Das autonome Fahren gilt als die Zukunft des sogenannten motorisierten Individualverkehrs. Konzerne auf der ganzen Welt forschen an Lösungen dafür. Und in Südkorea, wo Hightech zum nationalen Selbstverständnis gehört, will man unbedingt Vorreiter sein. Aber nicht einmal in dem experimentierfreudigen Land darf man Autos einfach selbst losfahren lassen. Hinter dem Lenkrad muss eine Person sitzen, die notfalls eingreifen kann. Das ist Gesetz. Also nimmt Jeong Seong-gyun auf dem Fahrersitz Platz und lässt den Motor an. An die Rücklehnen der Vordersitze sind Bildschirme montiert, auf denen man von hinten verfolgen kann, wohin das Taxi fährt. Auch der Bildschirm am Armaturenbrett ist ungewöhnlich groß. Ansonsten sieht alles aus wie in einem normalen Elektroauto. Aber das Taxi ist kein normales Auto.

Das Lenkrad schlägt ein, als würde eine unsichtbare Hand es führen

"Wenn ich diesen Knopf drücke, wechselt der Wagen in den Selbstfahrmodus", sagt Jeong. Er berührt ein kleines Quadrat auf dem Bildschirm und legt die Hände in den Schoß. Das Taxi fährt auf eine Rechtskurve zu. Das Lenkrad schlägt ein, als würde eine unsichtbare Hand es führen. Auf der Geraden beschleunigt der Kia, reiht sich ein in den ruhigen Vormittagsverkehr, blinkt, wartet, bis die Gelegenheit zum Spurwechsel da ist, beschleunigt wieder.

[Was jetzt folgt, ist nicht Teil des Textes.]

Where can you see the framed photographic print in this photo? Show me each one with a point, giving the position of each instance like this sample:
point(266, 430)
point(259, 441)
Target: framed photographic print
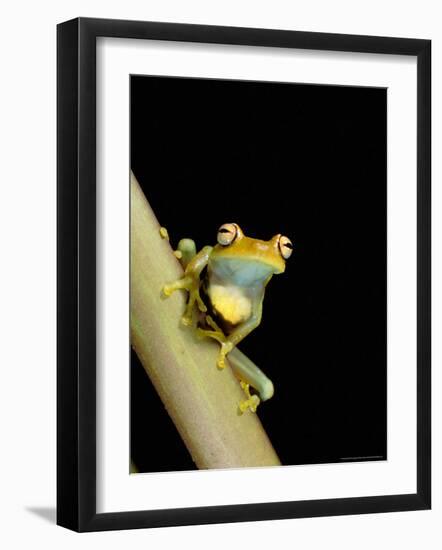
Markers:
point(243, 274)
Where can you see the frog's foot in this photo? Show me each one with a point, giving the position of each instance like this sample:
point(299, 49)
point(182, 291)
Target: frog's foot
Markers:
point(251, 402)
point(191, 284)
point(218, 335)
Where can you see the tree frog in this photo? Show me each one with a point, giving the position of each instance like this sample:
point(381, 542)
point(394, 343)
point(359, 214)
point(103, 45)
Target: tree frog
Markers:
point(227, 284)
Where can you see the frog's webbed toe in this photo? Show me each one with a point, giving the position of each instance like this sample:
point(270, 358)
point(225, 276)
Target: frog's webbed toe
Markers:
point(191, 284)
point(251, 402)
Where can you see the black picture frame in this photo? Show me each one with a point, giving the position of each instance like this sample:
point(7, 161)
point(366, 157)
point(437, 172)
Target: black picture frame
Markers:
point(77, 287)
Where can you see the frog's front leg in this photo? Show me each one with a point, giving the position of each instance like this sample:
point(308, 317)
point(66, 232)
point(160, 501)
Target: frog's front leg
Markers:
point(191, 282)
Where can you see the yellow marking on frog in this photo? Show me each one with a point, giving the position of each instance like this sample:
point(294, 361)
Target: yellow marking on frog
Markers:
point(230, 302)
point(164, 233)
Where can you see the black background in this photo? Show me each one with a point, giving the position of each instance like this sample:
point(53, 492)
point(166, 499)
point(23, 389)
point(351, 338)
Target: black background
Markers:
point(308, 162)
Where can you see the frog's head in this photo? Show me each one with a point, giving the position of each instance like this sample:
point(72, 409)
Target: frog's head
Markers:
point(266, 256)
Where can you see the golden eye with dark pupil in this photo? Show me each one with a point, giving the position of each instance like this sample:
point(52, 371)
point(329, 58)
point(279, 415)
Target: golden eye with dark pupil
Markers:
point(227, 234)
point(285, 247)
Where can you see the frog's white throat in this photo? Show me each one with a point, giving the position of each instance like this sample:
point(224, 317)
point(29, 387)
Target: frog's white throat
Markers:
point(240, 272)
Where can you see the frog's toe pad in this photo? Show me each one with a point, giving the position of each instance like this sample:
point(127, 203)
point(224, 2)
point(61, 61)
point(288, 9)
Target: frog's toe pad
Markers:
point(251, 403)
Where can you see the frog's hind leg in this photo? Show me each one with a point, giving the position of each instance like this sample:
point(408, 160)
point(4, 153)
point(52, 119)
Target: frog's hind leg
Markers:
point(250, 375)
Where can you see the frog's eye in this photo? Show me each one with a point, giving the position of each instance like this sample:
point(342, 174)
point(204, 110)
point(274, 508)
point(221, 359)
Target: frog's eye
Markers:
point(227, 234)
point(285, 247)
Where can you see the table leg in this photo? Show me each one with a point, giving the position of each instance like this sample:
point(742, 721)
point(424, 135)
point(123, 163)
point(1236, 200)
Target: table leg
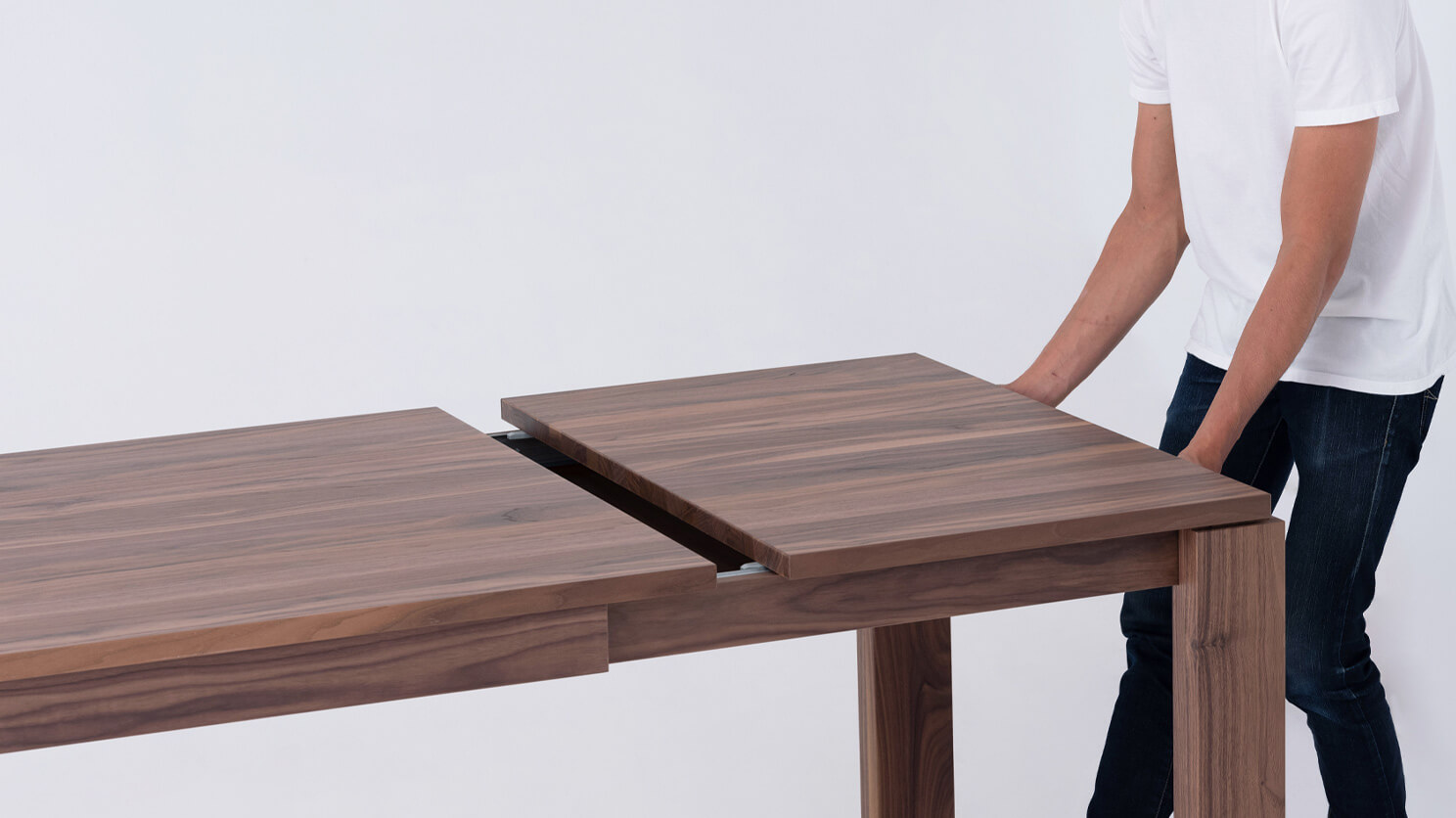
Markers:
point(1229, 671)
point(904, 721)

Selbstfahrende Taxis: Jeong Seong-gyun ist Chef für autonomes Fahren beim südkoreanischen Start-up 42dot.

Jeong Seong-gyun ist Chef für autonomes Fahren beim südkoreanischen Start-up 42dot.

(Foto: Thomas Hahn)

"Das Auto hat sieben Kameras und fünf Radare", sagt Jeong, sie verleihen dem Taxi seine Sinne. Es sammelt damit Informationen über Ampeln, Verkehrsschilder und Abstände zu anderen Verkehrsteilnehmern, die es über sein Computerprogramm zu Entscheidungen über Abbiegen, Anhalten oder Losfahren verarbeitet. Das Auto ist ein Roboter auf Rädern, der darauf programmiert ist, sich unfallfrei durch den Verkehr zu tasten. 88,5 Millionen US-Dollar hat das Start-up 42dot seit seiner Gründung 2019 bei Investoren gesammelt, um die Technologie zu verfeinern. Ingenieure verschiedener Fachrichtungen haben daran gearbeitet, bis die Stadt Seoul sie genehmigte und Ende November 2021 der Feldversuch in Sangam mit drei Wagen beginnen konnte. Seither kann man hier über eine App die autonomen Taxis bestellen.

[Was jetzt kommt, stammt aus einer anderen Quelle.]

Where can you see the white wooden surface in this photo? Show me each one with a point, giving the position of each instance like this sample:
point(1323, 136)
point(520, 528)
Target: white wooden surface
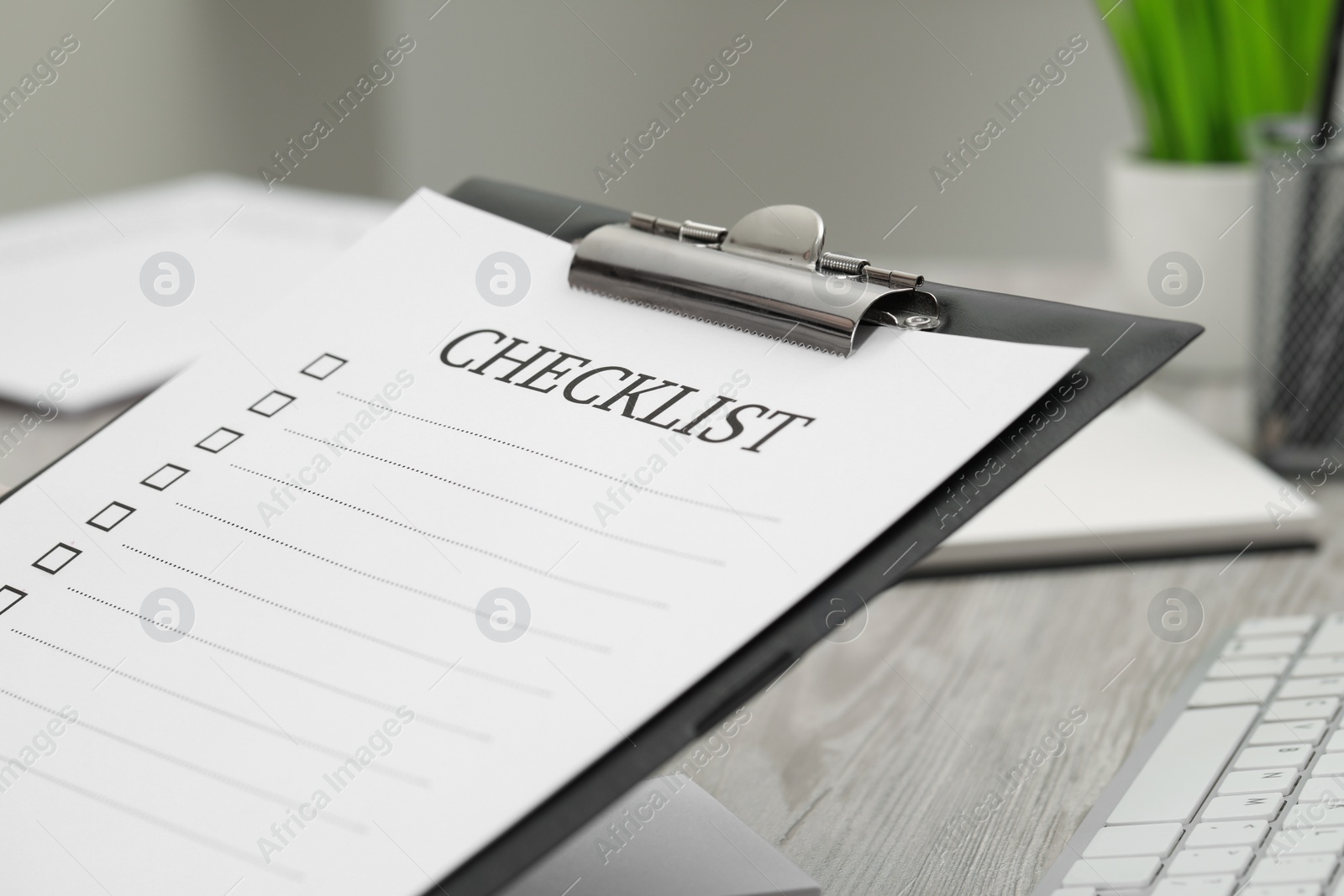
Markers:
point(858, 758)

Sangam ist ein Neubaugebiet im Westen Seouls. Parkanlagen. Apartment-Hochhäuser. Kühn gestaltete Geschäftsgebäude. Und: breite Straßen. Südkoreas Regierung hat den Stadtteil offiziell als Testgebiet für autonomes Fahren ausgewiesen. Sie will, dass die heimische Industrie beim autonomen Fahren den Fortschritt prägt. Unter der Bedingung, die auch die Vereinten Nationen zum autonomen Fahren stellen: Sicherheitsrisiken müssen ausgeschlossen sein.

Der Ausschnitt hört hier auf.